Hanus Skálagarð, also known by the pseudonyms Hans Skalagard or Hans Skálagarð, (7 February 1924 – March 3, 2017) was a Faroese-American painter and merchant mariner. .

== Life ==
Hanus was born on Skálagarð farm in Skúvoy, Faroe Islands, and was the eldest of seven siblings. He began painting at the age of eight. Disliking farm life, Hanus decided early on to become a seafarer. In 1937, when he was just 13, he went to work as an apprentice fisherman aboard a four-masted bark in the Arctic Ocean fishing cod, a common path for boys his age in the Faroe Islands. On 8 September 1939, shortly after transferring from the Olivebank to a tanker, the old sailing vessel was struck by a mine in the North Sea and sank. Of its 21-man crew, only seven were rescued.

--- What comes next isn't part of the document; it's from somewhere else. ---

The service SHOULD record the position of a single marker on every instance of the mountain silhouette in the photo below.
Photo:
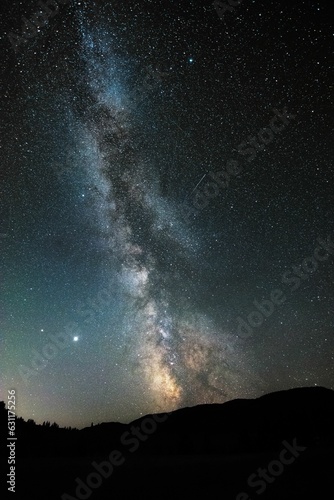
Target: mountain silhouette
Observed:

Hanus arrived in Boston, U.S., in 1942 at the age of 18. During World War II, he joined the Merchant navy and completed a total of 33 crossings of the North Atlantic. During the war, three of the ships he worked on were targeted and sunk by German submarines.

Hanus came to San Francisco in 1954 and met Mignon Haack, they married the following year and he became a naturalized U.S. citizen. His seafaring would come to an end in 1968 after some 31 years at sea.

== Works ==
Hanus and his wife, Mignon, owned and operated their own gallery, "Skalagard's Square-Rigger Art Gallery" in Carmel-by-the-sea, California, from 1965 until its closure in 1997.

During his long career he has produced around 3,500 oil works. Some of his works are displayed in the Monterey Maritime Museum, the Los Angeles County Maritime Museum, and the Santa Barbara Maritime Museum.